Database Query Details
After identifying an expensive query, you need to see where the query is called and the underlying SQL. Click on a query to reveal details:
You’ll see the raw SQL and a list of individual query execution times that appeared in transaction traces. Scout collects backtraces on queries consuming more than 500 ms. If we’ve collected a backtrace for the query, you’ll see an icon next to the timing information. Click on one of the traces to reveal that trace in a new window:
The source of that trace is immediately displayed.
Slow Query Insights
When the database monitoring feature is enabled (with the pro plan), a new “Slow Query” insight is activated on your app dashboard:
This insight analyzes your queries in three dimensions, helping you focus on database optimizations that will most improve your app:
- Which queries are most impacting app performance? This is based on the total time consumed of each query, where time consumed is the average query latency multiplied by the query throughput.
- Which queries are significant bottlenecks inside web endpoints and background jobs?
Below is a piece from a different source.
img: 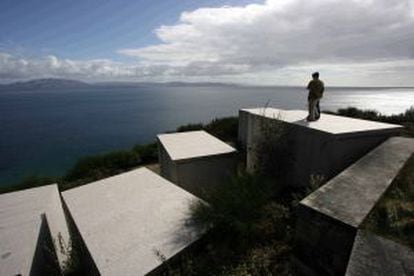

A single query that is responsible for a large percentage of the time spent in a transaction is a great place to investigate for a performance win.
- Which queries are consistently slow? These are queries that have a high average latency.
Pricing
For direct users, Database Monitoring is available as pro plan feature. For Heroku users, it’s available as an addon. See your billing page for pricing information.
Database Monitoring Installation
Update - or install - the scout_apm
gem in your application. There’s no special libraries to install on your database servers.
Database Monitoring Library Support
Scout currently monitors queries executed via ActiveRecord, which includes most relational databases (PostgreSQL, MySQL, etc).
What does SQL#other mean?
Some queries may be identified by a generic SQL#other
label. This indicates our agent was unable to generate a friendly label from the raw SQL query. Ensure you are running version 2.3.3 of the scout_apm
gem or higher as this release includes more advanced query labeling logic.
External Services
Gain deeper visibility to further drill down metrics and the time spent in your API calls with our External Services Dashboard.
Digest Email
At a frequency of your choice (daily or weekly), Scout crunches the numbers on your app’s performance (both web endpoints and background jobs). Performance is compared to the previous week, and highlights are mentioned in the email.
The email identifies performance trends, slow outliers, and attempts to narrow down issues to a specific cause (like slow HTTP requests to another service).
Insights Email
Similar to the digest email, choose a frequency of your choice (daily or weekly), and Scout aggregates the newest insights (N+1, Slow Query, and Memory Bloat) across all your applications.
Additionally, we also will aggregate up to 5 of the slowest web request and background job traces across all of your applications.
Chart Embeds
You can embed an app’s overview chart inside another web page (ex: an internal key metrics dashboard):
- Access the application dashboard within the Scout UI.
- Adjust the timeframe and metrics to those you’d like to include in the embedded chart.
- Click the embed icon and copy the relevant code.
Note that you’ll need to update the provided iframe url with a Scout API key.
When clicking on an embedded chart, you’ll be redirected to the relevant application.
ARM and graviton support
We now have support for ARM and graviton.
- Our Python agent automatically detects ARM support
- To explicitly connect, the core_agent_triple configuration setting must be specified.
- For Elixir, PHP, and Node, the
code_agent_triple
configuration setting must be explicitly specified.